Fighting spam in Wikka


As it may have dawned on you by now, spam is getting to be a problem in wiki's - both the type of spam that also plagues many blogs in the form of comment spam (only in a wiki it would (also) affect page content), and referrer spam. And then there are spambots intent on gathering email addresses.

Wikka sites are no exception any more (and other WakkaWiki forks seem to be having problems, too).

This page is intended to gather ideas for how to fight spam (of all types) in Wikka, so we can coordinate our efforts and get a spammer-hardened Wikka out there. You can also find some general information about (fighting) wiki spam and what Wikka has already implemented as defense measures.


Spam in Wikka pages

About how to discourage spammers to post links on spam pages in the first place, and what to do when your pages have been spammed already.

Blocking Agents

Bad Behavior is a set of PHP scripts which prevents spambots from accessing your site by analyzing their actual HTTP requests and comparing them to profiles from known spambots. (quote from the homepage)

Two Suggestions


Content Filter
Wacko wiki has implemented a content filter based on a word/phrase list. I'm not sure how sophisticated it is (it's not a Bayesian filter), but uses a list updated from chongqed.org. Read more about it here. I thought this might contribute to our conversations about spamfighting. --GmBowen
Preliminary list of links to (apparent) content blocking systems in wikis (more as I find them): --JavaWoman

Bayesian Filter: Focus on the content
Many of these suggestions will stop a certain degree of spam, but spammers can easily break these anti-spam measures such as adding random tokens (modern spam bots can already scan a page for form elements and submit all of them). Therefore, I suggest analyzing the content based on what might constitute spam (text frequency, link frequency, blacklist, bayesian filter) and then assigning a score to the post. If the post has over, let's say, a 50% chance for spam, then perhaps email validation, post approval, or a captcha can be used to further validate the user.

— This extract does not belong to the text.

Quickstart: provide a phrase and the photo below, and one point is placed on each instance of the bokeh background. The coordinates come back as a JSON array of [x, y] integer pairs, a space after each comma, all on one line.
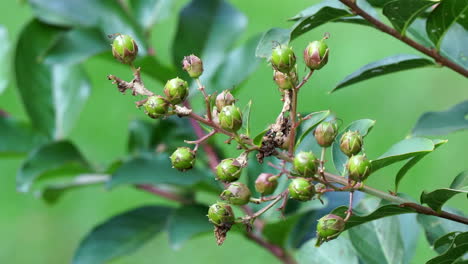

I'm particularly supportive of the bayesian filter. For instance, many spam fighting programs today use the bayesian filter (ie. Thunderbird). The bayesian algorithm is adaptive and learning which will work best when used in conjunction with other standard filters. The process might be like this:
  1. The standard filters (ie. blacklist) catches a suspicious post. The post is marked for approval.
  2. The admins will review the post at the post moderation panel. If the post is "ham" then the bayesian filters will automatically adapt to allow future posts that resemble the approved post through. However, if the post is "spam", then the bayesian filter will automatically adapt to block future posts with those certain keywords.

Therefore, a bayesian filter cannot be solely implemented, but rather, it requires admin intervention (to help the filter learn) and other standard filters.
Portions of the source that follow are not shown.